Strategies Readers Use to Unlock Meaning

 

How do you know if you're "getting" it?

 

Create sensory images

Good readers create a wide range of visual, auditory, and other sensory images as they read, and they become emotionally involved with what they read. Make a movie in your mind.

 

 Use background Knowledge:

Figure out what you know before you start to read. Good readers use their relevant prior knowledge before, during, and after reading to enhance their understanding of what they’re reading. Activate your schema!

 

Ask questions

Good readers generate questions before, during, and after reading to clarify meaning, make predictions, and focus their attention on what is important. What are you wondering about as your read?

 

Make inferences

Good readers use their prior knowledge and information from what they read to make predictions, seek answers to questions, draw conclusions, and create interpretations that deepen their understanding of the text.  The author and you are working together to make meaning.

 

Determine what is important in text:

You do not have to remember everything.
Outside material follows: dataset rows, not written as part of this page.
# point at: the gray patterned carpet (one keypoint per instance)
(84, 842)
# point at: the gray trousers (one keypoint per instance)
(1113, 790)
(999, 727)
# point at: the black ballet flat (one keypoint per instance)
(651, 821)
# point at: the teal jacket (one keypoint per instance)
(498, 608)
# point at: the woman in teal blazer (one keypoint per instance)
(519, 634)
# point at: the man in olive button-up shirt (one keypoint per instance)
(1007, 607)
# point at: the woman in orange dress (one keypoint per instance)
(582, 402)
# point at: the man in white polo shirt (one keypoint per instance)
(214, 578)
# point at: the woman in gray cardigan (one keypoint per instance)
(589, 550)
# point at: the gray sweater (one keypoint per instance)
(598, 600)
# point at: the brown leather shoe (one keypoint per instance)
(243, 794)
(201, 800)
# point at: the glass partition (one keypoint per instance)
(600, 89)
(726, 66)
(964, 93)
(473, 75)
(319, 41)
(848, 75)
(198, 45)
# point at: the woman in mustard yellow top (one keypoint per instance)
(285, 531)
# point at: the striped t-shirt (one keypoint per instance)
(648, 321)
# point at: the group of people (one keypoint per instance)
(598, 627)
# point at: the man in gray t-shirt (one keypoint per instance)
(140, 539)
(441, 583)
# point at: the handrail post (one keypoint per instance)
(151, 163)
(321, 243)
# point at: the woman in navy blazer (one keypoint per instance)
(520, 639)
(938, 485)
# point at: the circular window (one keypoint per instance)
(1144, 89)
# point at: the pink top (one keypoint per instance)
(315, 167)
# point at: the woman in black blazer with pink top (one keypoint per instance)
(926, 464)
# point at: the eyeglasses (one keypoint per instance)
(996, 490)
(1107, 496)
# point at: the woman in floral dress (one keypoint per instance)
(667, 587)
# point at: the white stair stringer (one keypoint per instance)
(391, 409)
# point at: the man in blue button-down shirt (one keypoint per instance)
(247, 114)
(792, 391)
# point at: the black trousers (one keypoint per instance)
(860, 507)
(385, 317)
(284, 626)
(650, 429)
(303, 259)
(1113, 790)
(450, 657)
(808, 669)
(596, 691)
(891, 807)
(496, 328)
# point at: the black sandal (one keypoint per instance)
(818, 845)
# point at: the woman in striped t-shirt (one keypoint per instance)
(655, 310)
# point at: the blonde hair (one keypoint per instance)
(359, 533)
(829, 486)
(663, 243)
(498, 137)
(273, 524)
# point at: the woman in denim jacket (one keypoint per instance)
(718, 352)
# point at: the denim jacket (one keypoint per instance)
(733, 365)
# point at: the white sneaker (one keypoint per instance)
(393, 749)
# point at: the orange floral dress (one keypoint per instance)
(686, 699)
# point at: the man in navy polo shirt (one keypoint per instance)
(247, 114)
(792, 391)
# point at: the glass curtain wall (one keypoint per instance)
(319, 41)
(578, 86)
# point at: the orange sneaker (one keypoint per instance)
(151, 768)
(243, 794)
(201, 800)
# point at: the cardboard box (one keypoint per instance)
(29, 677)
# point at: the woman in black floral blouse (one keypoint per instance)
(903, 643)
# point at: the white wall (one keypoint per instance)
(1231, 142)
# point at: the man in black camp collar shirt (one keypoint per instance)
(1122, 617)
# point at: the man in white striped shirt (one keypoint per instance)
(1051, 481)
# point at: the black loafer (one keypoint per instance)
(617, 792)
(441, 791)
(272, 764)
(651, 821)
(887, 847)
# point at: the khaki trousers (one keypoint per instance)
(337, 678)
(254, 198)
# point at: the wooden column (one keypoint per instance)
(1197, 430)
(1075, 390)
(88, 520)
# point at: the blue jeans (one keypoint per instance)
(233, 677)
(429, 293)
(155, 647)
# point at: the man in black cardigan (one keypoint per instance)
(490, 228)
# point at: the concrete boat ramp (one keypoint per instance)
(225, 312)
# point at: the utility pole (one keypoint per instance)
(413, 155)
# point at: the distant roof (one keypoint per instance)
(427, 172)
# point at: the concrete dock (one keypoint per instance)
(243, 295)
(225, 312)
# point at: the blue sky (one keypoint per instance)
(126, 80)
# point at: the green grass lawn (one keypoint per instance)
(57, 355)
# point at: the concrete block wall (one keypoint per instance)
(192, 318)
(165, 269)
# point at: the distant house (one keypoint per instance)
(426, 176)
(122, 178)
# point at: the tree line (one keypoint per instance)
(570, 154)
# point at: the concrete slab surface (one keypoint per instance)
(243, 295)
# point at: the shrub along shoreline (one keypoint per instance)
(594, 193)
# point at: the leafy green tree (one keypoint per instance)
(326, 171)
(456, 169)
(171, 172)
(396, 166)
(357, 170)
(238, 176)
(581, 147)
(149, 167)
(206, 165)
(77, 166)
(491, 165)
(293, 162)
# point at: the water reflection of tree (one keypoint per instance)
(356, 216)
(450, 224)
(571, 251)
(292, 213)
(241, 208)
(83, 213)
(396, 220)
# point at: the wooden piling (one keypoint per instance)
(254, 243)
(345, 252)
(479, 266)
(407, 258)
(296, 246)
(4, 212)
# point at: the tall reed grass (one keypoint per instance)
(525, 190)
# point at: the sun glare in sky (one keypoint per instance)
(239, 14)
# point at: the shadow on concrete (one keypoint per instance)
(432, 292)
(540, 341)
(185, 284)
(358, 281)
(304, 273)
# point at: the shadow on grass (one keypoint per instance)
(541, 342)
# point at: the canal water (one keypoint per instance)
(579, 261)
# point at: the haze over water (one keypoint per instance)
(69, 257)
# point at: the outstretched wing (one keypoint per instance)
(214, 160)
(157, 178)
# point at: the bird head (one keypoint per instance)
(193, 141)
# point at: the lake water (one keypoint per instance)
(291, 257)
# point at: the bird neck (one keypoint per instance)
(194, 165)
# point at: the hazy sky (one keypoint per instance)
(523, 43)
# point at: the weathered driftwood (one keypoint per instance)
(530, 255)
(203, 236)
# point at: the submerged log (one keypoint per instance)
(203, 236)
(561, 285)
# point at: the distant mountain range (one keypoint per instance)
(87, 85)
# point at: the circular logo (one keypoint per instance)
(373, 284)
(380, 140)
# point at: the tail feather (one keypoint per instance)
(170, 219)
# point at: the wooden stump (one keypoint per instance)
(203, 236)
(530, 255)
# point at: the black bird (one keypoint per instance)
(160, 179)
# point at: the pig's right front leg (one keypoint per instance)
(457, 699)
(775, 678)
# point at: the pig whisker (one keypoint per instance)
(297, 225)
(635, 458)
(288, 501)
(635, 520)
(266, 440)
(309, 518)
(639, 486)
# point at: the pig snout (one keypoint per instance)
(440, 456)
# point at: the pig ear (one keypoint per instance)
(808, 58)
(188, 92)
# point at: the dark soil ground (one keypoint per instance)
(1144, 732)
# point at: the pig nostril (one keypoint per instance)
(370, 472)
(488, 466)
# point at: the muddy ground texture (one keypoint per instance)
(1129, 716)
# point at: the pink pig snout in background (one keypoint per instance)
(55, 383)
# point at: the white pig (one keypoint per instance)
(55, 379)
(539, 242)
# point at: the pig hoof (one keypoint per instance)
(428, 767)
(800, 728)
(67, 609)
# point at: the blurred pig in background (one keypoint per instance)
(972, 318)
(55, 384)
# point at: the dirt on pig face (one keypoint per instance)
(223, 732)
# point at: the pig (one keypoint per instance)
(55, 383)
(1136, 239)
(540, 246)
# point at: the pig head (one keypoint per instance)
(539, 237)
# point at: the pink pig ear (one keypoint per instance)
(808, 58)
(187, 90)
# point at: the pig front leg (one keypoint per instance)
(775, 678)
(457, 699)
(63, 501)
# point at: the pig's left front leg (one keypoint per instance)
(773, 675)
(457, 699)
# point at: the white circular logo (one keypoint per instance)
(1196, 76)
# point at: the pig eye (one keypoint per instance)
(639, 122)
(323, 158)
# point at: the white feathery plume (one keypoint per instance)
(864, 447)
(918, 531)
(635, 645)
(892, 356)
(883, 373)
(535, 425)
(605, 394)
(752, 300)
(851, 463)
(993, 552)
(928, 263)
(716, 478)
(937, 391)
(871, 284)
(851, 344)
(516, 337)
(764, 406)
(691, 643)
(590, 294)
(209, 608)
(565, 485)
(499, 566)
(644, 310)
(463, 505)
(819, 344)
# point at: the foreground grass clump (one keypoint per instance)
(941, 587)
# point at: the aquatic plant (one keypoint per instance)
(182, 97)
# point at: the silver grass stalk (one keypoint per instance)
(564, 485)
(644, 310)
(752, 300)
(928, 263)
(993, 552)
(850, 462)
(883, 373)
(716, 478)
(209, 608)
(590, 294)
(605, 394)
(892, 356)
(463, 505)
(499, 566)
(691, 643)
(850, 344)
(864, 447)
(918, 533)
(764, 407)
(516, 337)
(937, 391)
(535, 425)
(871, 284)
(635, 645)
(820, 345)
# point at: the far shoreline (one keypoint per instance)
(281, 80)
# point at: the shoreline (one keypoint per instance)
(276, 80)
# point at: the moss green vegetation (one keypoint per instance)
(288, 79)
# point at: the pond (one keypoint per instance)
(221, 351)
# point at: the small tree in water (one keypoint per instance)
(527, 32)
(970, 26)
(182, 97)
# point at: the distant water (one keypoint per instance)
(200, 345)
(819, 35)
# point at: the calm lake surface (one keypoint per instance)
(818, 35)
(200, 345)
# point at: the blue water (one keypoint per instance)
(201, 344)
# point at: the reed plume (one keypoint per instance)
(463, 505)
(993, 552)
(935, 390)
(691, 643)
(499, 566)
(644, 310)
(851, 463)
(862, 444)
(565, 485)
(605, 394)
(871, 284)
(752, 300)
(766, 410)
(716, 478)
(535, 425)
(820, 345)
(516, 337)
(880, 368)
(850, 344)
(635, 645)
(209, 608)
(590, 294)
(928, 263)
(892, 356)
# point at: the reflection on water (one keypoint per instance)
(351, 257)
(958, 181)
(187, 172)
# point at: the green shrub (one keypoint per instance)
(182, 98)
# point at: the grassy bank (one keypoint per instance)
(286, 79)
Good readers identify key ideas or themes as they read, and they can distinguish between important and unimportant information. 

 

Synthesize information:

Good readers track their inferential thinking as it evolves during reading to get the overall meaning.

 

Use “fix-up” strategies

Don't just plow through. Good readers are aware of when they understand and when they don’t.  If they have trouble understanding specific words, phrases or longer passages, they use a wide range of problem-solving strategies including skipping ahead, rereading, asking questions, summarizing, visualizing, predicting, building background knowledge, and using a dictionary.